Crítica sobre o filme "Vila, A":

Eron Duarte Fagundes
Vila, A Por Eron Duarte Fagundes
| Data: 13/09/2004

Em A vila (The village; 2004) o realizador indo-americano Manoj Night Shyamalan atreve-se a contrariar as regras do cinema comercial em que se insere seu esquema de produção para chegar a um nível plástico e místico bastante pessoal. Em sua filmografia já conhecida por aqui (o idolatrado O sexto sentido, 1999; e os igualmente triviais Corpo fechado, 2000, e Sinais, 2002), o cineasta já exercitava uma lentidão indiana e preocupações com discussões religiosas mais sérias; mas os compromissos com a indústria o empurravam para concessões capazes de agradar ao público, como a visão de mundo superficial e a contemplação banal de episódios curiosos.
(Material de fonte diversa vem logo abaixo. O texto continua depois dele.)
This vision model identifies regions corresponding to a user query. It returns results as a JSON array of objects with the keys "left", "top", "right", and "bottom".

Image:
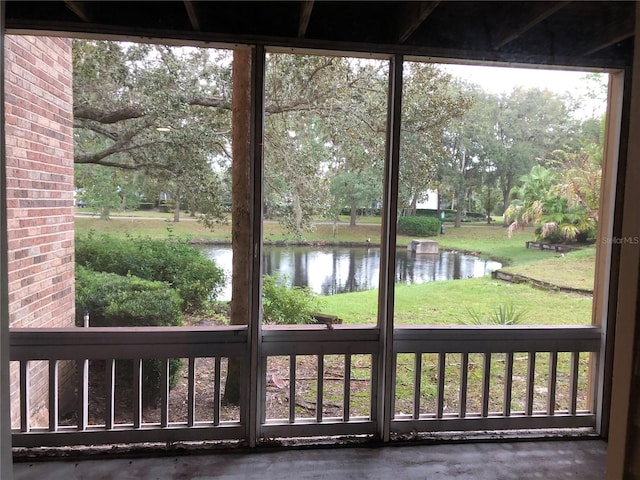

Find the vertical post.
[
  {"left": 0, "top": 0, "right": 13, "bottom": 480},
  {"left": 375, "top": 55, "right": 404, "bottom": 442},
  {"left": 587, "top": 71, "right": 631, "bottom": 436},
  {"left": 606, "top": 3, "right": 640, "bottom": 479},
  {"left": 246, "top": 45, "right": 265, "bottom": 447}
]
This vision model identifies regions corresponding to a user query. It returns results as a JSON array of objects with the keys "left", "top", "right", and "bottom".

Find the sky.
[{"left": 442, "top": 64, "right": 606, "bottom": 118}]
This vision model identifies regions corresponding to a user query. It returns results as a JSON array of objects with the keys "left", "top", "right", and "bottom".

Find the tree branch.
[{"left": 73, "top": 105, "right": 145, "bottom": 124}]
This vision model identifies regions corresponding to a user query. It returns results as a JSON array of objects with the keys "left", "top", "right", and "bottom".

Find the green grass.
[
  {"left": 503, "top": 246, "right": 596, "bottom": 290},
  {"left": 76, "top": 211, "right": 595, "bottom": 416},
  {"left": 322, "top": 277, "right": 591, "bottom": 325}
]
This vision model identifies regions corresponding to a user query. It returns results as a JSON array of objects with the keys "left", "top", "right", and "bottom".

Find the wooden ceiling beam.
[
  {"left": 492, "top": 2, "right": 571, "bottom": 50},
  {"left": 298, "top": 0, "right": 313, "bottom": 38},
  {"left": 397, "top": 1, "right": 440, "bottom": 43},
  {"left": 64, "top": 0, "right": 92, "bottom": 23},
  {"left": 583, "top": 15, "right": 636, "bottom": 56},
  {"left": 183, "top": 0, "right": 202, "bottom": 32}
]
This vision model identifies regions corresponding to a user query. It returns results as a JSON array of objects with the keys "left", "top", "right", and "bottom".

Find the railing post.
[{"left": 374, "top": 55, "right": 404, "bottom": 442}]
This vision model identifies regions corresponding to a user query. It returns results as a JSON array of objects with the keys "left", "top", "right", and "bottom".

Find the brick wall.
[{"left": 5, "top": 36, "right": 75, "bottom": 426}]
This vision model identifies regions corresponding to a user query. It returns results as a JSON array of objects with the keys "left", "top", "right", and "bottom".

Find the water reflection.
[{"left": 202, "top": 246, "right": 501, "bottom": 300}]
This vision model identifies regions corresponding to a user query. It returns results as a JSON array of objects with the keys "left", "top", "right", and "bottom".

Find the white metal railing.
[
  {"left": 10, "top": 326, "right": 248, "bottom": 447},
  {"left": 10, "top": 325, "right": 601, "bottom": 447},
  {"left": 391, "top": 326, "right": 601, "bottom": 433}
]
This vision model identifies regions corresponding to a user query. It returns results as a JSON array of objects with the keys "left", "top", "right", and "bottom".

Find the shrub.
[
  {"left": 398, "top": 216, "right": 440, "bottom": 237},
  {"left": 76, "top": 265, "right": 182, "bottom": 401},
  {"left": 262, "top": 275, "right": 320, "bottom": 325},
  {"left": 76, "top": 234, "right": 225, "bottom": 312},
  {"left": 463, "top": 304, "right": 528, "bottom": 326}
]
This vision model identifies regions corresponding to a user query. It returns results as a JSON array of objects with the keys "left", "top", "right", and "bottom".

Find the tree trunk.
[
  {"left": 349, "top": 200, "right": 358, "bottom": 227},
  {"left": 173, "top": 195, "right": 180, "bottom": 223},
  {"left": 223, "top": 48, "right": 251, "bottom": 405},
  {"left": 453, "top": 189, "right": 464, "bottom": 228}
]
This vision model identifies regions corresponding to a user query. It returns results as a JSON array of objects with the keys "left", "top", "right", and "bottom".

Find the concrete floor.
[{"left": 14, "top": 440, "right": 606, "bottom": 480}]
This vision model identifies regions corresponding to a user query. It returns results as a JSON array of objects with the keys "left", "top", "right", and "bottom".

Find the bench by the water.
[
  {"left": 407, "top": 240, "right": 439, "bottom": 255},
  {"left": 526, "top": 242, "right": 575, "bottom": 253}
]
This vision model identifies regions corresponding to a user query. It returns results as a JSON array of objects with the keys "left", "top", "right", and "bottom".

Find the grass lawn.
[
  {"left": 322, "top": 277, "right": 592, "bottom": 325},
  {"left": 76, "top": 211, "right": 595, "bottom": 416}
]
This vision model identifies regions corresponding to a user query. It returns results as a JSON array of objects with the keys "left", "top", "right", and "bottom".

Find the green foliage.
[
  {"left": 505, "top": 165, "right": 599, "bottom": 242},
  {"left": 76, "top": 265, "right": 182, "bottom": 327},
  {"left": 76, "top": 234, "right": 225, "bottom": 312},
  {"left": 262, "top": 275, "right": 320, "bottom": 325},
  {"left": 76, "top": 265, "right": 182, "bottom": 401},
  {"left": 463, "top": 304, "right": 528, "bottom": 326},
  {"left": 398, "top": 216, "right": 440, "bottom": 237}
]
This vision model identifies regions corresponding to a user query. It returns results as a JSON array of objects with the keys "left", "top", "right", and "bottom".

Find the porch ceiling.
[{"left": 6, "top": 0, "right": 635, "bottom": 68}]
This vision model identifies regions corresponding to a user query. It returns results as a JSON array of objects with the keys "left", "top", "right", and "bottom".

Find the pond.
[{"left": 200, "top": 246, "right": 502, "bottom": 300}]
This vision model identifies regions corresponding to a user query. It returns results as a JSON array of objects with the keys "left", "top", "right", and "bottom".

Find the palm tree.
[{"left": 505, "top": 165, "right": 595, "bottom": 241}]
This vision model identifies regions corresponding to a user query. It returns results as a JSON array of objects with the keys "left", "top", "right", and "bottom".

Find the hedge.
[
  {"left": 398, "top": 216, "right": 440, "bottom": 237},
  {"left": 76, "top": 234, "right": 225, "bottom": 312},
  {"left": 76, "top": 265, "right": 183, "bottom": 403}
]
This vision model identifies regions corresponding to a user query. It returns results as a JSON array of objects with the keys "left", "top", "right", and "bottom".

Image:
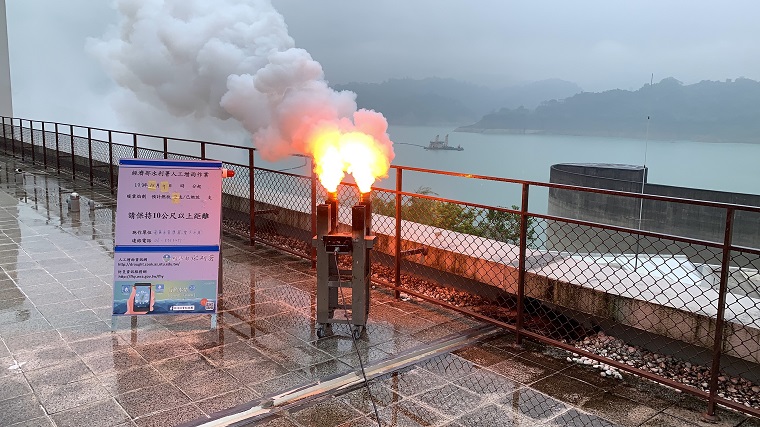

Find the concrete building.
[{"left": 0, "top": 0, "right": 13, "bottom": 117}]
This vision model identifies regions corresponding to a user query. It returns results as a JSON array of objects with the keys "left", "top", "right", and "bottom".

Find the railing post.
[
  {"left": 108, "top": 130, "right": 114, "bottom": 194},
  {"left": 69, "top": 125, "right": 77, "bottom": 179},
  {"left": 702, "top": 208, "right": 735, "bottom": 422},
  {"left": 515, "top": 183, "right": 528, "bottom": 345},
  {"left": 29, "top": 120, "right": 37, "bottom": 164},
  {"left": 248, "top": 147, "right": 256, "bottom": 245},
  {"left": 87, "top": 126, "right": 93, "bottom": 187},
  {"left": 18, "top": 119, "right": 26, "bottom": 162},
  {"left": 393, "top": 168, "right": 403, "bottom": 299},
  {"left": 3, "top": 116, "right": 8, "bottom": 154},
  {"left": 55, "top": 122, "right": 61, "bottom": 173},
  {"left": 310, "top": 158, "right": 317, "bottom": 270},
  {"left": 11, "top": 117, "right": 16, "bottom": 159},
  {"left": 40, "top": 121, "right": 47, "bottom": 169}
]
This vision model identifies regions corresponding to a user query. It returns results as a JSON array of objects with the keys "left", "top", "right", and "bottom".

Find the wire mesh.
[{"left": 2, "top": 119, "right": 760, "bottom": 418}]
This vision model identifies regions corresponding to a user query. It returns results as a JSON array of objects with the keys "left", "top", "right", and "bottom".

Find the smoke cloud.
[{"left": 88, "top": 0, "right": 393, "bottom": 171}]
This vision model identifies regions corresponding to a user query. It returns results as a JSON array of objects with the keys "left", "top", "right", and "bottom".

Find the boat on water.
[{"left": 424, "top": 135, "right": 464, "bottom": 151}]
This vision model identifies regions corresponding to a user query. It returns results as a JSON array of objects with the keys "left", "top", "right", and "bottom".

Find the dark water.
[{"left": 256, "top": 126, "right": 760, "bottom": 213}]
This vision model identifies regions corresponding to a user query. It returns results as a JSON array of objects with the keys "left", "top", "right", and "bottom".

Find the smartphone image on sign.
[{"left": 132, "top": 283, "right": 153, "bottom": 313}]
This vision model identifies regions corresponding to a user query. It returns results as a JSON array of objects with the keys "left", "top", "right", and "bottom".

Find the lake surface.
[{"left": 252, "top": 126, "right": 760, "bottom": 213}]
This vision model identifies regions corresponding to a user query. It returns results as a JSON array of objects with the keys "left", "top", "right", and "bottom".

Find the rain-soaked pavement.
[{"left": 0, "top": 156, "right": 760, "bottom": 427}]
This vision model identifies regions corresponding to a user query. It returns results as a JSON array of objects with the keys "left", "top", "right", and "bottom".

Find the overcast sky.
[{"left": 6, "top": 0, "right": 760, "bottom": 126}]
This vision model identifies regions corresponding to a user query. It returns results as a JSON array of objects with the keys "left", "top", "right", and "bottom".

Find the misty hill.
[
  {"left": 334, "top": 78, "right": 581, "bottom": 125},
  {"left": 457, "top": 77, "right": 760, "bottom": 142}
]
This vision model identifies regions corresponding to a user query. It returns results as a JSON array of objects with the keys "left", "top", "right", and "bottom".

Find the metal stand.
[{"left": 312, "top": 204, "right": 375, "bottom": 338}]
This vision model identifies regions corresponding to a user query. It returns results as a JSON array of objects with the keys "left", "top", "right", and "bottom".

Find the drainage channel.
[{"left": 188, "top": 325, "right": 502, "bottom": 427}]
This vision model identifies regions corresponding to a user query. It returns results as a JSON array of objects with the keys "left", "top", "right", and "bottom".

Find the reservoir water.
[{"left": 257, "top": 126, "right": 760, "bottom": 213}]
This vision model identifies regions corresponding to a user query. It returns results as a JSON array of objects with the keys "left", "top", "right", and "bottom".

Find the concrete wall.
[
  {"left": 547, "top": 164, "right": 760, "bottom": 260},
  {"left": 0, "top": 0, "right": 13, "bottom": 117}
]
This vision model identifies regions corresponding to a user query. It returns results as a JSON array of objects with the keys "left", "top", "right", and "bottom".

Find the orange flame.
[{"left": 310, "top": 129, "right": 390, "bottom": 193}]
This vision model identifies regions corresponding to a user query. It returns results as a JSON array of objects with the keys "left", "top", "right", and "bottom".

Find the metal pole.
[
  {"left": 18, "top": 119, "right": 26, "bottom": 162},
  {"left": 108, "top": 130, "right": 114, "bottom": 194},
  {"left": 702, "top": 208, "right": 734, "bottom": 422},
  {"left": 40, "top": 121, "right": 47, "bottom": 169},
  {"left": 11, "top": 117, "right": 16, "bottom": 159},
  {"left": 311, "top": 158, "right": 317, "bottom": 269},
  {"left": 55, "top": 122, "right": 61, "bottom": 173},
  {"left": 248, "top": 148, "right": 256, "bottom": 246},
  {"left": 69, "top": 125, "right": 77, "bottom": 179},
  {"left": 515, "top": 183, "right": 528, "bottom": 345},
  {"left": 394, "top": 168, "right": 403, "bottom": 299},
  {"left": 87, "top": 126, "right": 93, "bottom": 186},
  {"left": 29, "top": 120, "right": 36, "bottom": 164},
  {"left": 3, "top": 116, "right": 8, "bottom": 154}
]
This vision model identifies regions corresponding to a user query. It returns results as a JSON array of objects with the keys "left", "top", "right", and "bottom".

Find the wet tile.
[
  {"left": 498, "top": 387, "right": 569, "bottom": 423},
  {"left": 453, "top": 344, "right": 514, "bottom": 366},
  {"left": 376, "top": 367, "right": 446, "bottom": 396},
  {"left": 68, "top": 334, "right": 129, "bottom": 358},
  {"left": 0, "top": 394, "right": 45, "bottom": 426},
  {"left": 135, "top": 405, "right": 208, "bottom": 427},
  {"left": 98, "top": 365, "right": 168, "bottom": 396},
  {"left": 640, "top": 414, "right": 704, "bottom": 427},
  {"left": 151, "top": 353, "right": 215, "bottom": 380},
  {"left": 548, "top": 409, "right": 617, "bottom": 427},
  {"left": 202, "top": 341, "right": 266, "bottom": 367},
  {"left": 248, "top": 371, "right": 311, "bottom": 396},
  {"left": 116, "top": 383, "right": 197, "bottom": 422},
  {"left": 195, "top": 388, "right": 261, "bottom": 415},
  {"left": 292, "top": 402, "right": 361, "bottom": 427},
  {"left": 336, "top": 382, "right": 403, "bottom": 414},
  {"left": 84, "top": 347, "right": 148, "bottom": 374},
  {"left": 52, "top": 399, "right": 130, "bottom": 427},
  {"left": 15, "top": 345, "right": 76, "bottom": 372},
  {"left": 172, "top": 369, "right": 243, "bottom": 401},
  {"left": 0, "top": 318, "right": 53, "bottom": 339},
  {"left": 5, "top": 330, "right": 65, "bottom": 354},
  {"left": 452, "top": 369, "right": 522, "bottom": 399},
  {"left": 487, "top": 357, "right": 554, "bottom": 384},
  {"left": 378, "top": 399, "right": 445, "bottom": 427},
  {"left": 419, "top": 353, "right": 478, "bottom": 380},
  {"left": 134, "top": 337, "right": 196, "bottom": 362},
  {"left": 35, "top": 378, "right": 110, "bottom": 414},
  {"left": 0, "top": 367, "right": 32, "bottom": 402},
  {"left": 581, "top": 393, "right": 658, "bottom": 425},
  {"left": 225, "top": 359, "right": 288, "bottom": 384},
  {"left": 25, "top": 359, "right": 93, "bottom": 390},
  {"left": 454, "top": 405, "right": 527, "bottom": 427},
  {"left": 414, "top": 384, "right": 483, "bottom": 416},
  {"left": 531, "top": 374, "right": 603, "bottom": 406}
]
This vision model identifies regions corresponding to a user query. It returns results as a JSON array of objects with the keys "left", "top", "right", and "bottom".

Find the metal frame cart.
[{"left": 312, "top": 195, "right": 375, "bottom": 338}]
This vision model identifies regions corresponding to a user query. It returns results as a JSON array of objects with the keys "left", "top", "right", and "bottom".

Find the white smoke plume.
[{"left": 88, "top": 0, "right": 393, "bottom": 170}]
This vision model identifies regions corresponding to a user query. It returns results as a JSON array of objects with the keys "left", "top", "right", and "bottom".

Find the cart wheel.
[{"left": 353, "top": 326, "right": 364, "bottom": 340}]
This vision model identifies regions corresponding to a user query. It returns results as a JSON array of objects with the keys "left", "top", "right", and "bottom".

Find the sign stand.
[{"left": 111, "top": 159, "right": 229, "bottom": 330}]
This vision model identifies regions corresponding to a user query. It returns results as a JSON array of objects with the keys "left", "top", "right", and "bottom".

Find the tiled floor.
[{"left": 0, "top": 156, "right": 760, "bottom": 427}]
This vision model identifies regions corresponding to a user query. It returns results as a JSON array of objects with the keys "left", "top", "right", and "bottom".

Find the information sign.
[{"left": 113, "top": 159, "right": 222, "bottom": 316}]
Não direi que ele se tenha libertado inteiramente dos pecados comerciais em A vila. Mas ousou artisticamente muito mais: daí o fracasso nas bilheterias já anunciado. A incisiva plasticidade e um vagar narrativo cheio de símbolos e detalhes são o que de mais notável o espectador pode desfrutar no novo trabalho de Shyamalan; finalmente, ele merece a referência que alguns faziam ao cinema refinado do inglês Alfred Hitchcock, pois há em A vila uma metafísica de filmar meio hitchcokiana na maneira como o cineasta se aproxima do tema do medo e da culpa sem motivos, tal como ocorria em Os pássaros (1963), de Hitch: uma pequena comunidade fechada é assombrada por criaturas trevosas; uma garota cega, um “bobo da aldeia” e um jovem destemido que é um pouco uma espécie de consciência narrativa são os entes centrais dum universo às vezes surrealista que mereceria outra aproximação, com o cineasta espanhol Luis Buñuel; uma cruzada de amor e morte entre os entes centrais aludidos vai iluminar um pouco os mistérios de almas que o filme quer expor.

É bem verdade que no tratamento dos mistérios o diretor escorrega com relativa facilidade para saídas ingênuas; mas talvez ele queira com isto aproximar suas intenções da inocência primitiva do ser que é um dos assuntos circundantes de sua câmara nesta realização.

De qualquer maneira, com este belo A vila, Shyamalan logra vencer o preconceito que se vinha formando, o de que ele, apesar de sua elaboração visual indiana, não passava de um artesão de Hollywood. A vila revela o autor por trás desta máscara.